Desde
el punto de vista artístico, Añorbe ofrece varios
puntos de interés. En primer lugar, debe destacarse la
iglesia parroquial de Nuestra Señora de la Asunción,
procedente de la unificación en 1528 de dos parroquias
preexistentes. Es un edificio del siglo XVI, buen ejemplo de
la arquitectura renacentista en Navarra, con una nave de tres
tramos irregulares, coro alto a los pies, y cabecera pentagonal.
En el tramo anterior al presbiterio se abren dos capillas laterales
a modo de crucero. Al exterior la iglesia presenta muros de
sillar, destacando la gran torre prismática situada a
los pies, y los contrafuertes oblicuos adosados a los lados.
El acceso mediante un pórtico neoclásico da buena
muestra de las diferentes reformas efectuadas en el edificio
con el paso de los años. Pese a ser obra de finales del
siglo XVI la reforma más importante fue la reconstrucción
de la techumbre, hundida en 1842. En 2007 se ha vuelto a reformar
la cubierta exterior de la cúpula.
Aloja
en su interior interesantes obras escultóricas entre
las que sobresale el retablo romanista, realizado en los últimos
años del siglo XVI, dentro de la órbita del taller
de Estella. En 1597 Juan de Landa contrataba su pintura y a
él pertenece la policromia de los grutescos. El programa
recoge figuras de apóstoles, evangelistas, papas y doctores
de la Iglesia, enmarcando los temas principales. Relieve de
San Miguel que presenta analogías con la obra de Bernabé
Imberto y las tallas de la Virgen con el Niño y el grupo
de la Asunción, obras muy próximas a las de Anchieta.
Para la doctora García Gainza, experta en el tema, "...pieza
importante dentro de la escuela romanista Navarra por la calidad
de su escultura...". Es un gran retablo de planta recta
compuesto de banco con relieves, dos cuerpos superpuestos, de
tres calles cada uno separadas por dobles columnas y pilastras,
y un calvario a modo de remate. Es un claro programa de exaltación
mariana muy acorde con la advocación de la iglesia parroquial.
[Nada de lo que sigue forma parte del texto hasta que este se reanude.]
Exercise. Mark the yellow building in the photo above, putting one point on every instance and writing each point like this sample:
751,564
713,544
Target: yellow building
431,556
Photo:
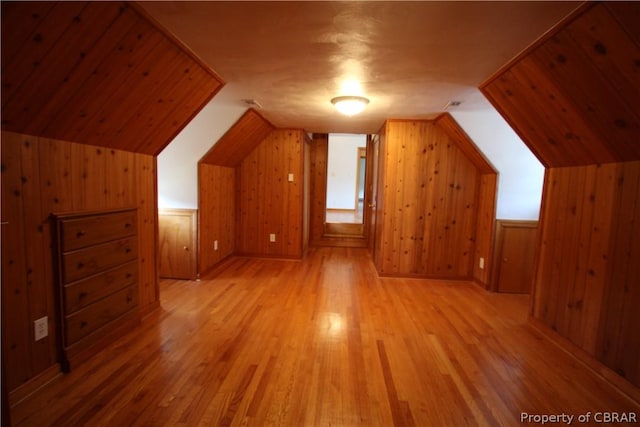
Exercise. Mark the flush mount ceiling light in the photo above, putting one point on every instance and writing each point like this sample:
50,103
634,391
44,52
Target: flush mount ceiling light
350,105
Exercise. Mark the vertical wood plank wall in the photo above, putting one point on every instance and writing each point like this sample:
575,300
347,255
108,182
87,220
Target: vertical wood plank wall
178,243
266,201
514,256
588,274
427,210
41,176
319,151
484,237
217,206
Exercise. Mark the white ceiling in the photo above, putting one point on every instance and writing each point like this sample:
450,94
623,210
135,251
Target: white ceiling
409,58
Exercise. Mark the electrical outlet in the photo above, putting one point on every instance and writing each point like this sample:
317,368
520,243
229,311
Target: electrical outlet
41,328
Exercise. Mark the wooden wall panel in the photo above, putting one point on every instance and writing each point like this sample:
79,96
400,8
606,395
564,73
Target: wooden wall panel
484,236
239,140
574,96
99,73
427,218
177,239
514,256
318,186
587,272
41,176
217,207
266,201
448,124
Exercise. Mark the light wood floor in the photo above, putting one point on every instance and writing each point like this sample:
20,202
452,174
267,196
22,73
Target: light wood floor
324,342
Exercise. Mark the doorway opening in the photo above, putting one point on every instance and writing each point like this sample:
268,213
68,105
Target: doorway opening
345,197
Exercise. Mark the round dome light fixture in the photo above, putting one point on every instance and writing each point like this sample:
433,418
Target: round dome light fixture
350,105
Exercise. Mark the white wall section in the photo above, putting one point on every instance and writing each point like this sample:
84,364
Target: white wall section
342,169
178,162
521,175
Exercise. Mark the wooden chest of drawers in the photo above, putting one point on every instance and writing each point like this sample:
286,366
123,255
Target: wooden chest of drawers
97,268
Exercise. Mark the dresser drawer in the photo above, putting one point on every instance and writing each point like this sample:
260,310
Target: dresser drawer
86,262
102,312
85,231
87,291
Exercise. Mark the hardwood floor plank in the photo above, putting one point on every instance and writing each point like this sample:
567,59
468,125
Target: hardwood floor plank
324,341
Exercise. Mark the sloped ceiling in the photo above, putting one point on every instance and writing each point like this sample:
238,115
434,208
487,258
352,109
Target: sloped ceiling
99,73
239,141
574,97
410,58
466,145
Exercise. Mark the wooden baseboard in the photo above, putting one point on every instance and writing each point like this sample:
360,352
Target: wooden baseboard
625,388
34,384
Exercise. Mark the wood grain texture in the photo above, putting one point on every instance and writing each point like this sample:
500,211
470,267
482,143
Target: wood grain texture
587,272
448,124
217,219
99,73
178,240
266,201
573,96
242,138
41,176
325,341
427,203
514,256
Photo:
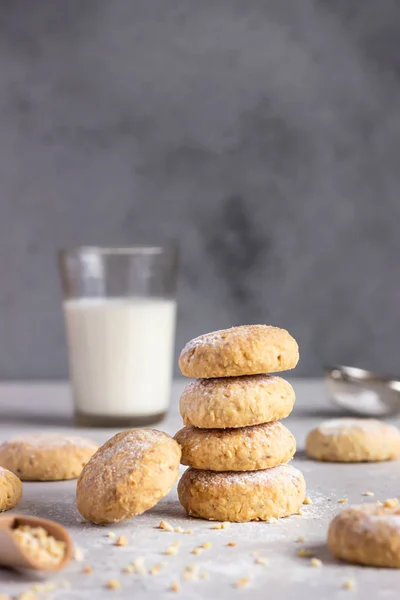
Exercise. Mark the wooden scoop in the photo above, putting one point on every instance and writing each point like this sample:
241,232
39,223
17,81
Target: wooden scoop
12,554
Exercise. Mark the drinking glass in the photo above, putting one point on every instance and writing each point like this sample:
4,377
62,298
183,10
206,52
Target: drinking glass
120,308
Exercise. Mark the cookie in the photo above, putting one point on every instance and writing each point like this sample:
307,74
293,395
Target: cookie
240,449
245,350
246,496
353,440
47,456
10,490
236,401
366,535
128,475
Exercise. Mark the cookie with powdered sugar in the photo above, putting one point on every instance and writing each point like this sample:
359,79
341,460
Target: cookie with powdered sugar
353,440
236,401
239,449
10,490
46,456
245,350
128,475
246,496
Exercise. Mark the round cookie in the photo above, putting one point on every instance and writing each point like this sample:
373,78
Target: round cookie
47,456
10,490
236,401
240,449
245,350
246,496
367,535
128,475
353,440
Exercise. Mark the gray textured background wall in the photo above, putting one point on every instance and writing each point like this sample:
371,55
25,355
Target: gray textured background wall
264,134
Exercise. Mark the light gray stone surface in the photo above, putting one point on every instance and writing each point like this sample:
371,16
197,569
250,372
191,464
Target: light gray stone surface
287,576
264,136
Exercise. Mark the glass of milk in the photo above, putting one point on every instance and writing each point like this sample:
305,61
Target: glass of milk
120,307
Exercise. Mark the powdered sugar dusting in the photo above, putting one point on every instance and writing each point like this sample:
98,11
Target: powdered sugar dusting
122,453
247,478
216,338
3,472
52,440
370,517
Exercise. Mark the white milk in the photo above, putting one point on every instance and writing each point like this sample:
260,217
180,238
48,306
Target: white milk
120,353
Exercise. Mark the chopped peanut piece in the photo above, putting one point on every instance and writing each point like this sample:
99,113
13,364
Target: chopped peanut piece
39,544
191,573
122,540
139,566
113,584
316,562
349,584
78,554
176,586
128,569
155,570
28,595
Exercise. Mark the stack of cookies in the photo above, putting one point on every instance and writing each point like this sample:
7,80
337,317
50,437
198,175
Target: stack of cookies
232,441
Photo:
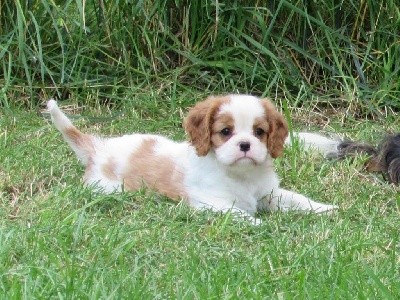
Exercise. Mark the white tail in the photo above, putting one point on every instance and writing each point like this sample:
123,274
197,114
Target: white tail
82,144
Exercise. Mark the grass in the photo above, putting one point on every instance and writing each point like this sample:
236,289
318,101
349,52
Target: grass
124,66
60,240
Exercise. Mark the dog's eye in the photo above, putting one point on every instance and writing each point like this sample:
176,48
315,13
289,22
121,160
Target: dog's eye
226,131
259,131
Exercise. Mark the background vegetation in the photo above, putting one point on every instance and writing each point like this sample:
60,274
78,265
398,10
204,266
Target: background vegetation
124,66
343,52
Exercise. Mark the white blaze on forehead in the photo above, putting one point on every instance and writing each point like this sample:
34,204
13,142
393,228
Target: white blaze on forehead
244,110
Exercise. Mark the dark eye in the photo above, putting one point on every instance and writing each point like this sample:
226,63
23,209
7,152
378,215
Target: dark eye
226,132
259,131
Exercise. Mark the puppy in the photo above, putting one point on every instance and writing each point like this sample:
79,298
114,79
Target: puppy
226,165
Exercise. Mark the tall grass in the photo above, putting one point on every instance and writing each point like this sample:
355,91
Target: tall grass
344,52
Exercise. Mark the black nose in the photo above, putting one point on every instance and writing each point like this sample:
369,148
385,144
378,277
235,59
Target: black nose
244,146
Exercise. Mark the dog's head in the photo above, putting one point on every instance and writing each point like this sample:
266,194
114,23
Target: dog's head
238,128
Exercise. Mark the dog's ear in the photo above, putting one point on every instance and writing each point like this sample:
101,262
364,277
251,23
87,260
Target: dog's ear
278,129
198,124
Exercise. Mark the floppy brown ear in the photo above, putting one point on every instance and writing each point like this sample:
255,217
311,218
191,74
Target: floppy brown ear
278,129
198,124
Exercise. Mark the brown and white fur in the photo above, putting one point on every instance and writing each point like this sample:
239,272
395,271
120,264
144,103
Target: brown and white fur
226,165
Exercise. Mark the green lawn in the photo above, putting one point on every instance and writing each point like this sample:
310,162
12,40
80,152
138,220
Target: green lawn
60,240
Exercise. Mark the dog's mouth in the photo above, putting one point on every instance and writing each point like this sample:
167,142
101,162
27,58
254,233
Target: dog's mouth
245,160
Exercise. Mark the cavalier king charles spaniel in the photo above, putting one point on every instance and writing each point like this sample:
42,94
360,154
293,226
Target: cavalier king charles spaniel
227,164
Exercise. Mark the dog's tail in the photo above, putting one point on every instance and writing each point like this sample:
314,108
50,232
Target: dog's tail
82,144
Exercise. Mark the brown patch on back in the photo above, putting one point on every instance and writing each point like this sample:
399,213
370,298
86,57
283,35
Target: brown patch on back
221,121
198,123
277,131
157,172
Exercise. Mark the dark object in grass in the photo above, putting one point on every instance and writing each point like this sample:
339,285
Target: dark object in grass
385,159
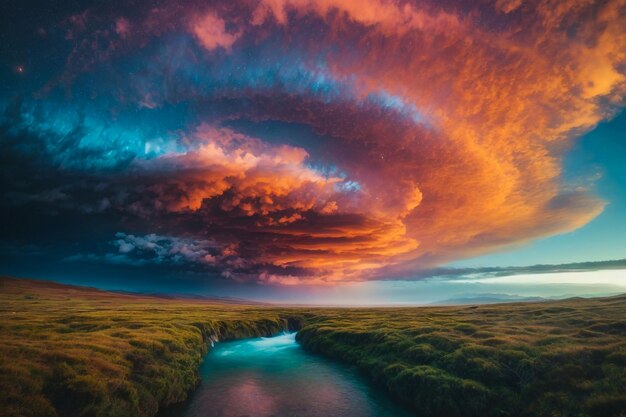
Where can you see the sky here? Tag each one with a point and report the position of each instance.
(315, 150)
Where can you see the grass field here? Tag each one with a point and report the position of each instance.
(69, 351)
(553, 359)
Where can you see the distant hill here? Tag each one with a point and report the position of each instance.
(488, 299)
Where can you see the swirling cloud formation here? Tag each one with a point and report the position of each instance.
(318, 141)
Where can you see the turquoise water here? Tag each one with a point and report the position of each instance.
(275, 377)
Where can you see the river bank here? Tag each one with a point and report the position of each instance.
(71, 351)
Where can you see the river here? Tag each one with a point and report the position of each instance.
(275, 377)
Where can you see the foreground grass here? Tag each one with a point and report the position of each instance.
(70, 351)
(556, 359)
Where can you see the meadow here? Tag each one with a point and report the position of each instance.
(70, 351)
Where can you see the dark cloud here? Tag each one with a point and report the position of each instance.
(401, 136)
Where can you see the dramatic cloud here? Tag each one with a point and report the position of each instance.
(291, 141)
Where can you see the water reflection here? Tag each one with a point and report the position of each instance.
(274, 377)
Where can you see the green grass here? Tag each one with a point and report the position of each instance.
(69, 351)
(565, 358)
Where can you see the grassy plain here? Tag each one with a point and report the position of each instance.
(70, 351)
(552, 359)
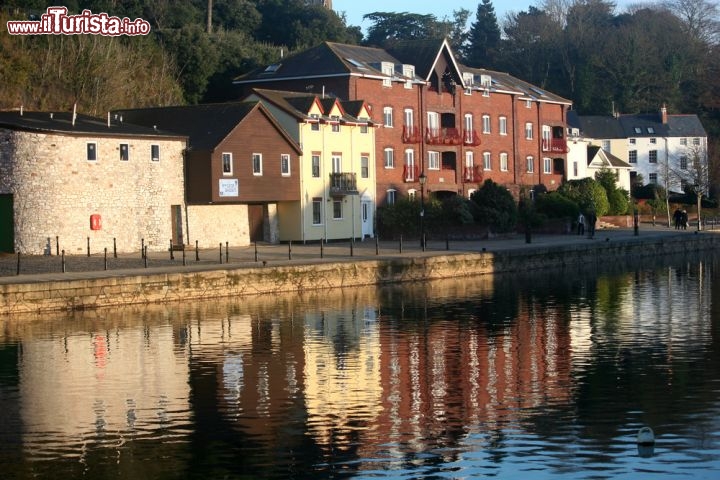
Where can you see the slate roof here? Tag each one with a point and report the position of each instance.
(338, 59)
(62, 122)
(636, 126)
(205, 125)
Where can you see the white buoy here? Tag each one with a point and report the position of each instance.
(646, 436)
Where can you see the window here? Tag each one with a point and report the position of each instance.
(410, 164)
(389, 154)
(387, 117)
(487, 161)
(364, 166)
(316, 165)
(317, 211)
(257, 163)
(284, 164)
(227, 163)
(434, 160)
(503, 162)
(337, 163)
(388, 69)
(337, 209)
(91, 152)
(486, 123)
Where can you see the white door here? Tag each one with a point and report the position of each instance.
(366, 215)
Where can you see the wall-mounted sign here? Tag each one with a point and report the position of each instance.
(229, 188)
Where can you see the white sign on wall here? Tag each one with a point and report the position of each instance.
(229, 188)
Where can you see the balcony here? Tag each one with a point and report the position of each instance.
(411, 173)
(472, 174)
(343, 184)
(443, 136)
(471, 138)
(411, 134)
(554, 145)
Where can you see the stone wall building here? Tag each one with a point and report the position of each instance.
(66, 180)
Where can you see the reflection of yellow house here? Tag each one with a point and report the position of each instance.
(343, 389)
(337, 180)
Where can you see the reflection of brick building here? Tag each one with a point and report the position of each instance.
(441, 381)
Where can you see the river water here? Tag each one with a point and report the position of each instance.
(526, 376)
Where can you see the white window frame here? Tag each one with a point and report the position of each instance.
(389, 157)
(223, 157)
(388, 117)
(285, 162)
(433, 160)
(503, 162)
(257, 164)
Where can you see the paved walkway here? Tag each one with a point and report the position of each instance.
(49, 268)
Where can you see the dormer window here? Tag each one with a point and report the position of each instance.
(409, 74)
(388, 69)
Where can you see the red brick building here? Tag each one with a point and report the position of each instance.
(453, 124)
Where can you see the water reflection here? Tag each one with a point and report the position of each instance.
(531, 376)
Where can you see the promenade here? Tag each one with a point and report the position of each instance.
(49, 268)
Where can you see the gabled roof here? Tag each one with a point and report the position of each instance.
(205, 125)
(596, 126)
(606, 158)
(62, 122)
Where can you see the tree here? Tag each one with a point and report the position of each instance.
(483, 38)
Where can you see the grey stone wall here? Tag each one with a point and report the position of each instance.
(56, 189)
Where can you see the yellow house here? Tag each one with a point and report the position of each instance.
(337, 179)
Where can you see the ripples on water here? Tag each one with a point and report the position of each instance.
(546, 376)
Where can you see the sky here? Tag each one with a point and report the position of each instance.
(355, 9)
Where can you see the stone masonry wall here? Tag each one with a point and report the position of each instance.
(56, 190)
(190, 283)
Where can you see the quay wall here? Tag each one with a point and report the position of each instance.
(158, 287)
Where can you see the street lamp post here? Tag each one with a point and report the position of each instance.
(422, 180)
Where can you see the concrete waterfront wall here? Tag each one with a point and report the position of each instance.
(203, 284)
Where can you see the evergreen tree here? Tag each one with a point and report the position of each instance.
(484, 37)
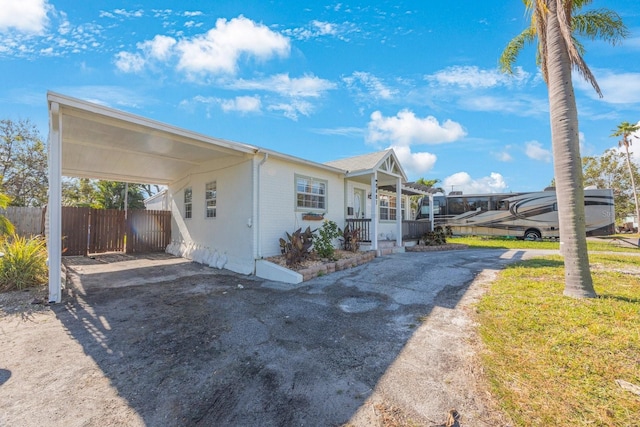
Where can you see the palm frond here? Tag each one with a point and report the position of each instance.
(513, 49)
(603, 24)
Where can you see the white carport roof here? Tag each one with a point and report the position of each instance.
(100, 142)
(87, 140)
(92, 141)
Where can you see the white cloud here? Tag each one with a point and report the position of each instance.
(406, 129)
(518, 105)
(476, 78)
(25, 16)
(160, 47)
(242, 104)
(308, 86)
(316, 29)
(110, 96)
(414, 163)
(534, 150)
(219, 50)
(462, 181)
(374, 88)
(502, 156)
(129, 13)
(129, 62)
(293, 109)
(617, 88)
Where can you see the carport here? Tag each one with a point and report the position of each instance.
(87, 140)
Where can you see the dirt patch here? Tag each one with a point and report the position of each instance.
(215, 348)
(25, 302)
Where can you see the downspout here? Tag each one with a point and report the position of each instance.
(431, 210)
(257, 222)
(399, 217)
(374, 210)
(54, 209)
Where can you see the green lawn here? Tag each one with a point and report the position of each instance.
(552, 360)
(603, 244)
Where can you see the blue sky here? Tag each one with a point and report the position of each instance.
(322, 80)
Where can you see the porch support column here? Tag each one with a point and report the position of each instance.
(54, 209)
(374, 211)
(399, 217)
(431, 210)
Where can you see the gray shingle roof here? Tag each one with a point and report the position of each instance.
(358, 163)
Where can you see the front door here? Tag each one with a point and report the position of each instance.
(358, 203)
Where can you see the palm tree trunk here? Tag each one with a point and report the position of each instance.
(633, 182)
(567, 163)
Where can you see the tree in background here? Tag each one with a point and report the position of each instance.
(102, 194)
(555, 25)
(23, 163)
(609, 170)
(80, 192)
(6, 228)
(626, 131)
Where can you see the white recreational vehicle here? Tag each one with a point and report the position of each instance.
(523, 215)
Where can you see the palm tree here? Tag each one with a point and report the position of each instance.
(626, 130)
(555, 24)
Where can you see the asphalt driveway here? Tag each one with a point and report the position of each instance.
(179, 344)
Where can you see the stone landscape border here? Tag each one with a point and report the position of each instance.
(341, 264)
(447, 247)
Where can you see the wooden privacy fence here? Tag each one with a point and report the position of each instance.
(89, 231)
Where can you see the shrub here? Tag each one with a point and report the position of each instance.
(297, 247)
(350, 239)
(323, 241)
(24, 263)
(436, 237)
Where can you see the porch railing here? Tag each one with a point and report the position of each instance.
(362, 224)
(410, 229)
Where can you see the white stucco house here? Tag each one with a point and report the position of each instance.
(234, 198)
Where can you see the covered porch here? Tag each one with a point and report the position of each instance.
(377, 200)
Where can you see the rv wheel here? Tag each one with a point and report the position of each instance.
(532, 234)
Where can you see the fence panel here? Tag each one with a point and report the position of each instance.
(148, 230)
(415, 229)
(107, 231)
(75, 230)
(28, 221)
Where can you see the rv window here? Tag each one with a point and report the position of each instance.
(456, 207)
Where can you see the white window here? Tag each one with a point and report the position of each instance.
(387, 207)
(311, 193)
(210, 198)
(188, 203)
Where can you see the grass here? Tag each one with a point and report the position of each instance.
(552, 360)
(24, 263)
(608, 244)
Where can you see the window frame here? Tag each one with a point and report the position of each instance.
(391, 209)
(214, 199)
(311, 182)
(188, 204)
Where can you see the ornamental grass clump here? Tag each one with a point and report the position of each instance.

Aparte de esta obra singular, deben destacarse los retablillos
de las capillas anejas. En el lado del evangelio, se encuentran
el retablo de las Santas Reliquias, obra barroca de mediados
del siglo XVIII, y el de la Inmaculada, también de esa
época. Por su parte, en el lado de la epístola,
en la denominada capilla de San Blas, se emplaza el retablo
del Niño Jesús, antiguamente dedicado a la Virgen
del Rosario, obra barroca de mediados del siglo XVII. Junto
a él, en el muro testero de la capilla, se encuentra
un soberbio crucificado romanista, del siglo XVI, de notable
calidad muy relacionado con la obra de Anchieta.
Junto
a los retablos, en el coro alto, debe destacarse el órgano,
realizado en 1830 por Antonio Gómez de Larraya, considerado
como uno de los últimos organeros navarros. Se considera
que es uno de los dos últimos instrumentos realizados
por un maestro autóctono. Representa el final de la "vieja
escuela navarra" de organeros.
Respecto
al caserío del pueblo, son de destacar varias casas blasonadas
y dos casas palaciegas del siglo XVII, entre las que sobresale
el caserón en el que se alberga el Ayuntamiento
de Añorbe. En arquitectura civil, además
de los restos tardo góticos, deben señalarse dos
palacios con fachadas de sillería y planta irregular
del siglo XVII.
Aparte,
deben citarse tres ermitas; San Martín, San Esteban y
San Juan Bautista, de los siglos XVI y XVII, que contribuyen
a dar carácter religioso a los parajes del municipio.
Ya
dentro del arte contemporáneo, de los siglos XIX y XX,
Añorbe cuenta con dos ejemplos de monumentos conmemorativos
de gran interés. Por un lado, la imagen monumental del
Sagrado Corazón de Jesús, que
preside el pueblo desde las alturas del monte de San Martín,
en la espadaña de la ermita homónima situada en
su cumbre. Fue instalado en 1947, según proyecto del
arquitecto Víctor Eusa, y fue costeado por Dª Juana
San Martín Yoldi, perteneciente a una importante familia
de Añorbe aunque tras su boda con D.Ezequiel Solana trasladó
su residencia a Madrid. Aún viuda nunca olvidó
sus orígenes y costeó dicho monumento.
Por
otro lado, el monumento conmemorativo erigido en honor
del lego carmelita, Hermano Juan de Jesús San
Joaquín en 1990, con motivo del cuarto centenario de
su nacimiento, obra del escultor navarro José Ulibarrena.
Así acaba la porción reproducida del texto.